Military Order of the Carabao
- Medal showing the insignia of the Military Order of the Carabao.
- Type: Social club
- Tax ID no.: 52-6046824
- Headquarters: Army and Navy Club
- Website: carabao.org

= Military Order of the Carabao =

Social club for U.S. military officers who served in the Philippines

The Military Order of the Carabao is a social club open to officers of the U.S. military and war correspondents who served in the Philippines or on overseas official military campaigns. The order was initially created to satirize the pompous and pretentious Military Order of the Dragon. Descendants of those eligible for membership are themselves eligible, regardless of military service. As of 2016 the annual dues were US$50.

==Background==
The organization was founded in 1900 by U.S. officers stationed in the Philippines during the Philippine Insurrection that occurred after the Spanish–American War. The idea for a lampoon was conceived by several Army officers one night at the Army-Navy Club in Manila. This organization was founded to counter and satirize the Military Order of the Dragon, founded by other American officers who served in the short-lived Boxer uprising in China. Only the Carabao survives today.

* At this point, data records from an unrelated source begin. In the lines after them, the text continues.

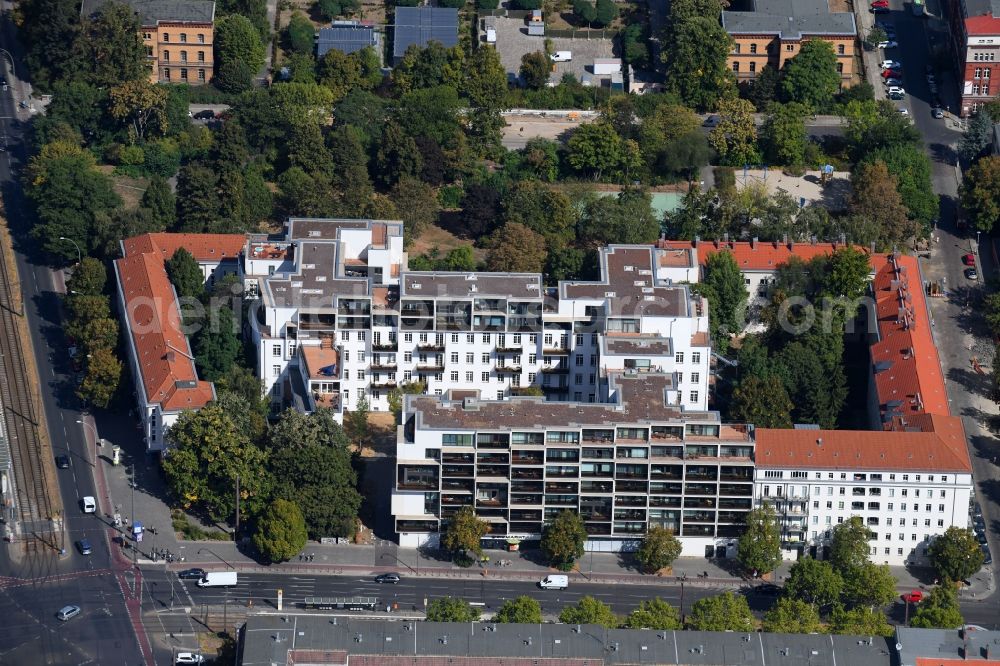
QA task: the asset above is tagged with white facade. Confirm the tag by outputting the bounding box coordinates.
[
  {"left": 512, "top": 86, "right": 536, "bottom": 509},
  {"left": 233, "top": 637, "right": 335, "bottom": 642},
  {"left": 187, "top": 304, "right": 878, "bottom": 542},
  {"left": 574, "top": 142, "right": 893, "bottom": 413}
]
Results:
[
  {"left": 754, "top": 462, "right": 972, "bottom": 566},
  {"left": 243, "top": 219, "right": 710, "bottom": 414}
]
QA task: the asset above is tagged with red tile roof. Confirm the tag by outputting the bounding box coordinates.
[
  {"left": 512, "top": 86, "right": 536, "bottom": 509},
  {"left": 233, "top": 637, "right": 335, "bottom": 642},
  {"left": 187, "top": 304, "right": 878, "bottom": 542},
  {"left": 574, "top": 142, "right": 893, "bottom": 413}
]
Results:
[
  {"left": 754, "top": 414, "right": 972, "bottom": 473},
  {"left": 871, "top": 255, "right": 951, "bottom": 422},
  {"left": 115, "top": 234, "right": 215, "bottom": 412},
  {"left": 122, "top": 233, "right": 247, "bottom": 261},
  {"left": 965, "top": 13, "right": 1000, "bottom": 35},
  {"left": 656, "top": 240, "right": 885, "bottom": 271}
]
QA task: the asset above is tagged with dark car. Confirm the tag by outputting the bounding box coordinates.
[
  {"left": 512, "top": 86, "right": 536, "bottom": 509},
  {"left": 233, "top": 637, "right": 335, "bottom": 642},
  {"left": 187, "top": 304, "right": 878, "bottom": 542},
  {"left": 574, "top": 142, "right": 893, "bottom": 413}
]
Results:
[
  {"left": 76, "top": 539, "right": 94, "bottom": 555},
  {"left": 177, "top": 569, "right": 205, "bottom": 580}
]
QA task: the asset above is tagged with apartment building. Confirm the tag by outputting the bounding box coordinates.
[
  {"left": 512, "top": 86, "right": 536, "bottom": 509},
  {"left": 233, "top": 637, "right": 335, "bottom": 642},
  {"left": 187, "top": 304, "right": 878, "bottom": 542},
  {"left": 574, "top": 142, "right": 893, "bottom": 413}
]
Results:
[
  {"left": 81, "top": 0, "right": 215, "bottom": 85},
  {"left": 243, "top": 219, "right": 711, "bottom": 414},
  {"left": 945, "top": 0, "right": 1000, "bottom": 118},
  {"left": 754, "top": 415, "right": 973, "bottom": 566},
  {"left": 722, "top": 0, "right": 859, "bottom": 88},
  {"left": 114, "top": 234, "right": 245, "bottom": 451},
  {"left": 392, "top": 370, "right": 754, "bottom": 557}
]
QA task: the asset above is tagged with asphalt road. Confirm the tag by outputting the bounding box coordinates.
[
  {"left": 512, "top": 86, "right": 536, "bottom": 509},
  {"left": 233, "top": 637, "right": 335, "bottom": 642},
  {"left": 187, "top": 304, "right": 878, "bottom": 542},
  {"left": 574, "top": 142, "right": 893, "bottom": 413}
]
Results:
[{"left": 0, "top": 10, "right": 141, "bottom": 664}]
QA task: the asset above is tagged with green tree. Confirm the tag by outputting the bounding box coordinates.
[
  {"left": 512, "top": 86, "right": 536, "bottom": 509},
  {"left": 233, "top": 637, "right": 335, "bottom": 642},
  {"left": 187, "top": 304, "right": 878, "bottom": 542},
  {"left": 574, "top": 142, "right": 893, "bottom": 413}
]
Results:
[
  {"left": 763, "top": 597, "right": 823, "bottom": 634},
  {"left": 737, "top": 505, "right": 781, "bottom": 575},
  {"left": 785, "top": 557, "right": 844, "bottom": 608},
  {"left": 760, "top": 102, "right": 809, "bottom": 166},
  {"left": 624, "top": 597, "right": 683, "bottom": 631},
  {"left": 253, "top": 499, "right": 307, "bottom": 562},
  {"left": 486, "top": 222, "right": 546, "bottom": 273},
  {"left": 851, "top": 160, "right": 916, "bottom": 248},
  {"left": 519, "top": 51, "right": 552, "bottom": 90},
  {"left": 285, "top": 12, "right": 316, "bottom": 55},
  {"left": 195, "top": 304, "right": 241, "bottom": 382},
  {"left": 541, "top": 511, "right": 587, "bottom": 570},
  {"left": 959, "top": 155, "right": 1000, "bottom": 233},
  {"left": 389, "top": 177, "right": 439, "bottom": 240},
  {"left": 910, "top": 578, "right": 965, "bottom": 629},
  {"left": 493, "top": 595, "right": 542, "bottom": 624},
  {"left": 76, "top": 349, "right": 122, "bottom": 409},
  {"left": 441, "top": 506, "right": 490, "bottom": 557},
  {"left": 635, "top": 527, "right": 682, "bottom": 572},
  {"left": 830, "top": 516, "right": 872, "bottom": 575},
  {"left": 268, "top": 408, "right": 361, "bottom": 539},
  {"left": 661, "top": 15, "right": 734, "bottom": 111},
  {"left": 566, "top": 122, "right": 639, "bottom": 180},
  {"left": 781, "top": 39, "right": 840, "bottom": 110},
  {"left": 698, "top": 252, "right": 748, "bottom": 353},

The carabao referred to in the organization's name is a domesticated water buffalo used as a beast of labor in the Philippines. The group's membership is referred to as "the herd" and individual members are called "bulls." At each annual Wallow, the incoming Grand Paramount Carabao promises to "keep the herd well-wetted down."

The Military Order of the Carabao is one of several military orders in the United States composed of commissioned officers and their descendants. Other military orders include the Society of the Cincinnati, the Aztec Club of 1847, the Military Order of the Loyal Legion of the United States, the Military Order of the Stars and Bars, the Military Order of the Dragon, the Naval Order of the United States, the Military Order of Foreign Wars, the Order of Lafayette and the Military Order of the World Wars.

==Carabao Wallow==

The organization sponsors an annual social event called the Carabao Wallow, a black-tie, military-dress affair attended by members of the U.S. military, the U.S. government, and corporations associated with the military, such as defense contractors. Members perform semi-professional musical skits at the Wallow that often poke fun at national and international issues as well as current events. It is not uncommon for the Carabao players to spoof the high-ranking guests seated at the Head Table.

The group's anthem, sung at the Wallow, is "The Soldier's Song", which refers to “bolos” (machetes used by Filipino insurgents) and “ladrones” (thieves)

In the days of dopey dreams—happy, peaceful Philippines,
When the bolomen were busy all night long.
When ladrones would steal and lie, and Americanos die,
Then you heard the soldiers sing this evening song:
Damn, damn, damn the insurrectos!
Cross-eyed kakiac ladrones!
Underneath the starry flag, civilize 'em with a Krag,
And return us to our own beloved homes.
This is sung to "Tramp! Tramp!Tramp!"

==Membership==

Members and guests at the Wallow in recent years have included former Secretary of State Colin Powell, Defense Secretary Robert M. Gates, Chairman of the Joint Chiefs General Richard B. Myers, former CIA director and defense secretary James Schlesinger, Congressman Ike Skelton, Air Force Secretary Pete Aldridge, NASA director Sean O'Keefe, Chairman of the Joint Chiefs General Peter Pace, General P. X. Kelley, General Alfred M. Gray, Jr., former Deputy Secretary of Homeland Security Admiral James M. Loy, General Jack N. Merritt, General Billy Mitchell and General Carl Mundy and Jeff Owad.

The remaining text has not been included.